President Obama is touting his foreign policy experience on the campaign trail, but startling new statistics suggest that national security has not necessarily been the personal priority the president makes it out to be. It turns out that more than half the time, the commander in chief does not attend his daily intelligence meeting.
The Government Accountability Institute, a new conservative investigative research organization, examined President Obama’s schedule from the day he took office until mid-June 2012, to see how often he attended his Presidential Daily Brief (PDB) — the meeting at which he is briefed on the most critical intelligence threats to the country. During his first 1,225 days in office, Obama attended his PDB just 536 times — or 43.8 percent of the time.
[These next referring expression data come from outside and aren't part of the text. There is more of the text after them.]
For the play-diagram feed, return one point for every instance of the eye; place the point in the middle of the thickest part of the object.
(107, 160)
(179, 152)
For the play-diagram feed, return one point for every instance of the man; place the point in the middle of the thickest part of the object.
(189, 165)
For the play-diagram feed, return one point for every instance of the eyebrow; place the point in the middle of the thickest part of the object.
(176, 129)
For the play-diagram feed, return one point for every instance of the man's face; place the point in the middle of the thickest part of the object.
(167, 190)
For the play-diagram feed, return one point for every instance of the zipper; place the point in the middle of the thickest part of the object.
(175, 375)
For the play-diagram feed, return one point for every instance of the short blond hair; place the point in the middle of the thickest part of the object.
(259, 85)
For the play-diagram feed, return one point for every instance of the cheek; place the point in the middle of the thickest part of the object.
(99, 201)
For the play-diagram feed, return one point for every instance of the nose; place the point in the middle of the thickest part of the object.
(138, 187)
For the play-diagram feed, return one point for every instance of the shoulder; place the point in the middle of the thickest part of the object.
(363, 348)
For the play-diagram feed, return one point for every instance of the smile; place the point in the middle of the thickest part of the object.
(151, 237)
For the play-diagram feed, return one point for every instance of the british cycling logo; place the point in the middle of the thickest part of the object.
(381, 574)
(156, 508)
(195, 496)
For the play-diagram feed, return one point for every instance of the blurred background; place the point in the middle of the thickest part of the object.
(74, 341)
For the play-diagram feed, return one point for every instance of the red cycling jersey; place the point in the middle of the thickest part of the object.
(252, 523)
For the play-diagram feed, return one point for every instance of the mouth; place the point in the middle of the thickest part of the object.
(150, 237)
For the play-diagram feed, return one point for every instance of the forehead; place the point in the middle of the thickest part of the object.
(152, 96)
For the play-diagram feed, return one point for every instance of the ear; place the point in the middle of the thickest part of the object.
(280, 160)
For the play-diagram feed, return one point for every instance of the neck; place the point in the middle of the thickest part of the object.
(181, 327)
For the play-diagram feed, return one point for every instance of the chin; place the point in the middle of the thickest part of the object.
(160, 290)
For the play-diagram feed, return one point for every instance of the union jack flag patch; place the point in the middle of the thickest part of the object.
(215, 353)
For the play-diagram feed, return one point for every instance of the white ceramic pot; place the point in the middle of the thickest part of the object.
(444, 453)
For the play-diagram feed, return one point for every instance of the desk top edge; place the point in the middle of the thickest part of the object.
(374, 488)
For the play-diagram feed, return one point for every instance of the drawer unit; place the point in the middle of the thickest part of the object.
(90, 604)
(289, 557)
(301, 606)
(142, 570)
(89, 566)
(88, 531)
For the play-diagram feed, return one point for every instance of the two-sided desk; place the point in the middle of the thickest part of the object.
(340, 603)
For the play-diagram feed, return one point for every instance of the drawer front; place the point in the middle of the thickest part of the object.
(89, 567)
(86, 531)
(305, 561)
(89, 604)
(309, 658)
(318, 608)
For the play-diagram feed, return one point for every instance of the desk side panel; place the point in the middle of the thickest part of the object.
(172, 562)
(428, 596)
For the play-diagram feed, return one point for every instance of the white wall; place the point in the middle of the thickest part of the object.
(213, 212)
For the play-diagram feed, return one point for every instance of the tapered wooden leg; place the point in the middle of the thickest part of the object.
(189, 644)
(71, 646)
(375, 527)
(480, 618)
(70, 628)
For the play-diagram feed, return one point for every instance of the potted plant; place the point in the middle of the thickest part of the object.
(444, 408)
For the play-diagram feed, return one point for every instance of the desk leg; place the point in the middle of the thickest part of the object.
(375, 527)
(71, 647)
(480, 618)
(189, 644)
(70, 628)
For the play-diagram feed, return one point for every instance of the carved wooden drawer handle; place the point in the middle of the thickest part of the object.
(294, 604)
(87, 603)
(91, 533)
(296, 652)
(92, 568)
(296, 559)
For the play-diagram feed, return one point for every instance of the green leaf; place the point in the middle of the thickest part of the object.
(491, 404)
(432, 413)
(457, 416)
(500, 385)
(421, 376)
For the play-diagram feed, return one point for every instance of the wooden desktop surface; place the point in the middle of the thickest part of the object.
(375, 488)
During 2011 and the first half of 2012, his attendance became even less frequent — falling to just over 38 percent. By contrast, Obama’s predecessor, George W. Bush almost never missed his daily intelligence meeting.
The Obama administration has always seemed…something less than fully engaged on foreign policy. This, though, seems inexcusable.
President Obama, through the policies he’s backed, wants to micro-manage our daily lives from what we drive to what we eat to how we get our health care. Yet he can’t spare time from this minutiae to attend to his duties as commander-in-chief?
That speaks to a leader with some very low priorities.